Applying microwave radiation response depth to validate soil moisture retrieved from AMSR-E data

Penetrability is one of the greatest advantages of microwave remote sensing over other remote sensing techniques. Estimating the sensing depth of passive microwave remote sensing is meaningful for simulation of satellite signals and validation of land surface parameters. In this paper, microwave radiation response depth (MRRD) was proposed to describe the thickness of the soil layer, within which variations in soil moisture can significantly affect the emitted radiation. Then, a statistical model for estimating MRRD was developed by regression analysis.

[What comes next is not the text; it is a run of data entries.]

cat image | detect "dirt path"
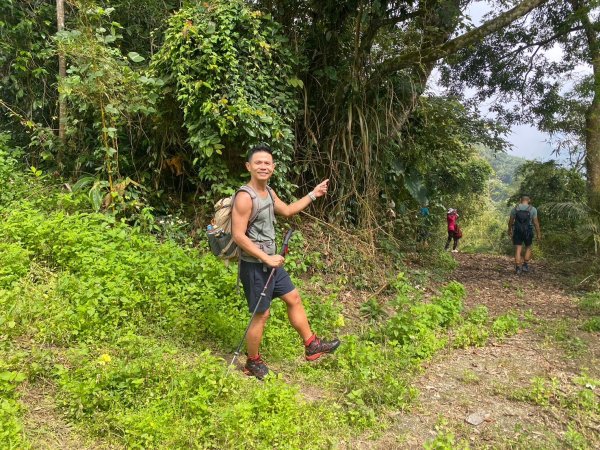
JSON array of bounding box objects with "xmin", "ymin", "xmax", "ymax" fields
[{"xmin": 368, "ymin": 254, "xmax": 600, "ymax": 449}]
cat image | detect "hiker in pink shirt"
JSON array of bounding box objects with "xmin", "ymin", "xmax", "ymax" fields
[{"xmin": 444, "ymin": 208, "xmax": 462, "ymax": 253}]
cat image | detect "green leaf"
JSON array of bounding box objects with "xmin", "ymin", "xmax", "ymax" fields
[{"xmin": 127, "ymin": 52, "xmax": 146, "ymax": 62}]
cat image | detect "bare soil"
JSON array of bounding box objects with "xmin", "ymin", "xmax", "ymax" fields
[{"xmin": 364, "ymin": 254, "xmax": 600, "ymax": 449}]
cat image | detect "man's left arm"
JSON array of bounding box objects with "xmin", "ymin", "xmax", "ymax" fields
[
  {"xmin": 533, "ymin": 214, "xmax": 542, "ymax": 241},
  {"xmin": 273, "ymin": 180, "xmax": 329, "ymax": 217}
]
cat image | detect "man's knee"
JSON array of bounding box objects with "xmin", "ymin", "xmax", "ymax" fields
[
  {"xmin": 252, "ymin": 309, "xmax": 271, "ymax": 323},
  {"xmin": 283, "ymin": 289, "xmax": 302, "ymax": 306}
]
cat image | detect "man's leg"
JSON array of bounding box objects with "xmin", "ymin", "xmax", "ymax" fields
[
  {"xmin": 452, "ymin": 237, "xmax": 460, "ymax": 250},
  {"xmin": 281, "ymin": 289, "xmax": 340, "ymax": 361},
  {"xmin": 281, "ymin": 289, "xmax": 312, "ymax": 342},
  {"xmin": 523, "ymin": 245, "xmax": 531, "ymax": 272},
  {"xmin": 515, "ymin": 245, "xmax": 523, "ymax": 266},
  {"xmin": 525, "ymin": 245, "xmax": 531, "ymax": 263},
  {"xmin": 246, "ymin": 309, "xmax": 269, "ymax": 358}
]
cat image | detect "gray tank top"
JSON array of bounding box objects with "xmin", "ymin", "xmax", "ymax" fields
[{"xmin": 241, "ymin": 193, "xmax": 276, "ymax": 262}]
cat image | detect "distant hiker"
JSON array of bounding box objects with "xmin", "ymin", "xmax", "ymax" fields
[
  {"xmin": 508, "ymin": 194, "xmax": 542, "ymax": 275},
  {"xmin": 417, "ymin": 204, "xmax": 431, "ymax": 247},
  {"xmin": 444, "ymin": 208, "xmax": 462, "ymax": 253},
  {"xmin": 231, "ymin": 145, "xmax": 340, "ymax": 379}
]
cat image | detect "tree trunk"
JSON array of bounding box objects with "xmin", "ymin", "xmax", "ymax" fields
[
  {"xmin": 56, "ymin": 0, "xmax": 67, "ymax": 153},
  {"xmin": 571, "ymin": 0, "xmax": 600, "ymax": 214},
  {"xmin": 585, "ymin": 63, "xmax": 600, "ymax": 213}
]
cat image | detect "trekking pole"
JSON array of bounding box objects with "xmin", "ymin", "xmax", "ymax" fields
[{"xmin": 225, "ymin": 228, "xmax": 294, "ymax": 377}]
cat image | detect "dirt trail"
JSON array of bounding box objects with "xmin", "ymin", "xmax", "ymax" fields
[{"xmin": 368, "ymin": 254, "xmax": 600, "ymax": 449}]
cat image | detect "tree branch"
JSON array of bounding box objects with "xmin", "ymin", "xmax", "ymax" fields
[{"xmin": 375, "ymin": 0, "xmax": 548, "ymax": 78}]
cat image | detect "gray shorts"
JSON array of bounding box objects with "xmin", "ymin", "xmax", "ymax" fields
[{"xmin": 240, "ymin": 261, "xmax": 296, "ymax": 312}]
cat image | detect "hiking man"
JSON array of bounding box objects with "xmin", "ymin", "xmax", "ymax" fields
[
  {"xmin": 508, "ymin": 194, "xmax": 542, "ymax": 275},
  {"xmin": 444, "ymin": 208, "xmax": 462, "ymax": 253},
  {"xmin": 231, "ymin": 145, "xmax": 340, "ymax": 379}
]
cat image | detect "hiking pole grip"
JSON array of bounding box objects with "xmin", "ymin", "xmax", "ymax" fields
[{"xmin": 281, "ymin": 228, "xmax": 294, "ymax": 256}]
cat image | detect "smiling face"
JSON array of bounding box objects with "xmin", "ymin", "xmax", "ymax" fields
[{"xmin": 246, "ymin": 151, "xmax": 275, "ymax": 181}]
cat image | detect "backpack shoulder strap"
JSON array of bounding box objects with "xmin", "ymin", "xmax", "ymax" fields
[{"xmin": 236, "ymin": 184, "xmax": 259, "ymax": 226}]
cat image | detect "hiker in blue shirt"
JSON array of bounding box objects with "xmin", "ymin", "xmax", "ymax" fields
[{"xmin": 508, "ymin": 194, "xmax": 542, "ymax": 275}]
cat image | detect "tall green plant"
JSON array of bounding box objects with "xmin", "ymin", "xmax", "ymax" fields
[
  {"xmin": 152, "ymin": 0, "xmax": 302, "ymax": 199},
  {"xmin": 56, "ymin": 1, "xmax": 162, "ymax": 206}
]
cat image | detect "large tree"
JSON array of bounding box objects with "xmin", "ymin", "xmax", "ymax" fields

This model can estimate the MRRD using four parameters, which are soil moisture, soil temperature, frequency, and soil specific surface area. For validation, a controlled field experiment was performed using a truck-mounted multi-frequency microwave radiometer (TMMR) at Baoding, Hebei province, China. The accuracy of the statistical model, in terms of root mean square error (rmse), was approximately 0.54 cm for the available experimental data at the frequency of 6.925, 10.65, and 18.7 GHz. Finally, the statistical model was applied into soil moisture validation. Taking the Global Land Data Assimilation Systems (GLDAS) product as the measurements, we validated the soil moisture retrieved from advanced microwave scanning radiometer-earth observing system (AMSR-E) data. The measured soil moisture obtained from an empirical depth and MRRD were both used to comparison. The rmse between soil moisture retrieved and measured is 0.060 and 0.047 cm3/cm3 for empirical depth and MRRD based method, respectively. These results have shown that it is more reasonable to considered MRRD than an empirical depth in soil moisture validation.